Why technology rises and audio quality decreases

 

A father of a friend of mine asked me once why music was so much better in the 70s and the 80s? I keep asking the same question inside my head from time to time. The answer changes but in the same direction. Hear what I’m about to say: music quality has decreased because the technology has increased. Everything is so accessible that people care more about the quantity rather than quality. You must think I’m telling nonsense here but just bear with me a little.

 

50 years ago it was unthinkable that with the money you spend on lunch you could buy a portable speaker that would give you access to your music on the go. Nowadays everybody has a smartphone in their pocket. That means that we could just pair the phone with the speaker and play any song from YouTube or Spotify for free (if you can stand the ads obviously). And we all know that there are many places out there that offer free unlimited wifi. How much simple and accessible was that? Pretty much right? I think so too.

 

Mass-produced speakers of that amount of money are able to reproduce a very crappy sounding audio. Back in the 70s, the most portable speakers were audiophile gadgets compared to those.

 

Does that have any impact whatsoever in the audio quality recording studios are delivering nowadays? Sure it does! Let me explain why. If 80 percent of the people that are consuming music, which is the customers, are listening to it on a crappy sounding system, which is the case. Recording engineers will release crappy audio mixes because they will sound better in that low-quality sounding system. This is why, or at least one of the reasons, we had the loudness war in the first place.
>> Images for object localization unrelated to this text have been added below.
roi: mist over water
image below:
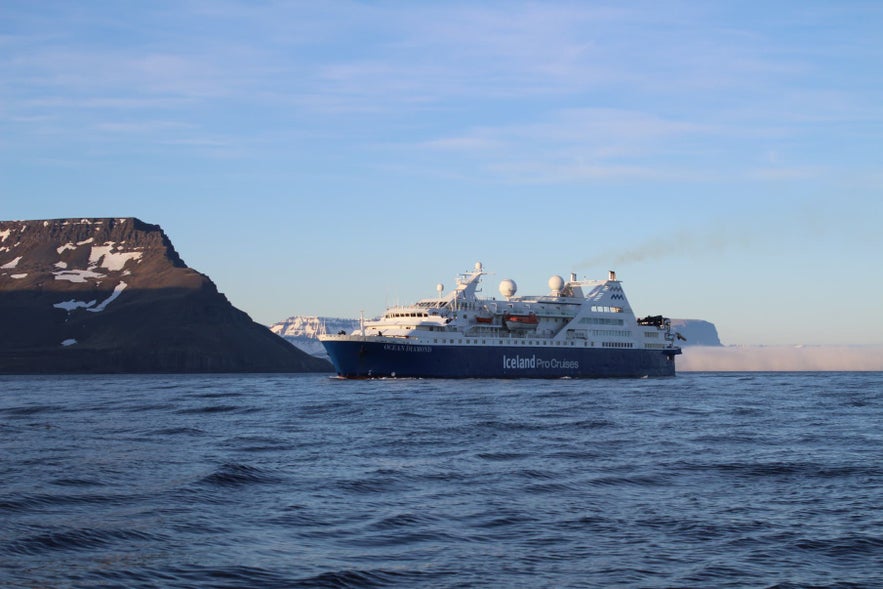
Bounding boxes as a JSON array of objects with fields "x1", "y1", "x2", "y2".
[
  {"x1": 681, "y1": 345, "x2": 883, "y2": 372},
  {"x1": 2, "y1": 373, "x2": 882, "y2": 588}
]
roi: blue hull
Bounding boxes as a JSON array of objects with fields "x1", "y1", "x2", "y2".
[{"x1": 322, "y1": 339, "x2": 680, "y2": 378}]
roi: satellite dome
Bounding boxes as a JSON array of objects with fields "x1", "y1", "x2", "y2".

Those under 20 bucks speakers can’t reproduce big audio dynamic ranges. What we are getting nowadays is crappy mixes because people are listening to music in crappy systems. We are getting what we deserve.

 

I have friends that come over to my place and listen to music in my system, and they say that they hear their favorite song from a whole different perspective. They can clearly hear the separation of the instruments. Some of them witnessed a smile effect. That is one of the reasons I started this channel, I wanted to people appreciate music in the way it’s supposed to. It takes a lot of effort to produce high-quality audio. And if you do it wisely, you can achieve a good audio experience at home without breaking the bank. Trust me.